Detik News – March 29, 2018
Illustration of canned mackerel and tapeworms (Detik)
Illustration of canned mackerel and tapeworms (Detik)

Tsarina Maharani, Jakarta – The Food and Drug Monitoring Agency (BPOM) has ordered the withdrawal of several brands of canned mackerel because they contain tapeworms.

Health Minister Nila F Moeloek however says that the tapeworms are not a big problem for the human body as long as they are cooked properly.

“The worms actually contain protein, I think I could give several examples. If they are cooked I think they would be sterile right. God willing it will not cause (illness)”, said Moeloek at the House of Representatives (DPR) building at the parliamentary complex in Senayan, Jakarta, on Thursday March 29.

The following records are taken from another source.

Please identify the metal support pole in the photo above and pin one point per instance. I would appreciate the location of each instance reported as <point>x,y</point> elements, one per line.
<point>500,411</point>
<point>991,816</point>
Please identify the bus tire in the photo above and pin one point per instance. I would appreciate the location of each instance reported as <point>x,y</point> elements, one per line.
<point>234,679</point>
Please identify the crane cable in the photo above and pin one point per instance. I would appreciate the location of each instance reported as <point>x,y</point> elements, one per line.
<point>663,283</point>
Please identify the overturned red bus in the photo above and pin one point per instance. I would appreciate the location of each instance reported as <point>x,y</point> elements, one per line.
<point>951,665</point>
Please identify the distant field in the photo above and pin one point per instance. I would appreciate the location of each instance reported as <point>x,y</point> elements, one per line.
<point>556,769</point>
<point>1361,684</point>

Moeloek claimed that she was unaware of BPOM’s order to withdraw 27 brands of canned mackerel from circulation. According to Moeloek, the issued doesn’t need to be blown out of proportion to the point of creating fear among the public.

“Not always the small things it’s all been coordinated [sic]. If they  (BPOM) have resolved it, then there’s a resolution, I think that’s enough”, she said.

As has been reported, the BPOM has conducted sampling and tests on 541 samples of canned fish comprising 66 brands. The results showed that 27 brands (138 products) contained worm parasites, including 16 imported brands and 11 domestic brands.

It is also known that these domestic brands use raw materials originating from imports. The BPOM has also ordered importers and producers to withdraw the products from the market and destroy them.

The canned mackerel contaminated by tapeworms are suspected to have originated from the China Sea. Although the parasites are not dangerous, they could be a problem for some people.

“It depends on the individual, case by case. The worms have protein right, but they may create problems for certain people who could be allergic. Just the same as eggs, in general there isn’t a problem right, but for some there are problems”, said food expert Prof Dr Hardinsyah from the Sahid University in Jakarta.

The BPOM itself says that the worms that were found were already dead. BPOM chief Penny K Lukito also suggested that the worms in the canned mackerel are not automatically poisonous or dangerous to the body.

“The worms found were already dead, after we investigated what the consequences would be and the like, because they were found to be dead, perhaps an expert could explain, the effect is that there are no dangerous chemicals”, said Lukito on Wednesday March 28. (tsa/elz)

[Translated by James Balowski. The original title of the article was Ada Parasit di Produk Makarel, Menkes: Cacing Isinya Protein.]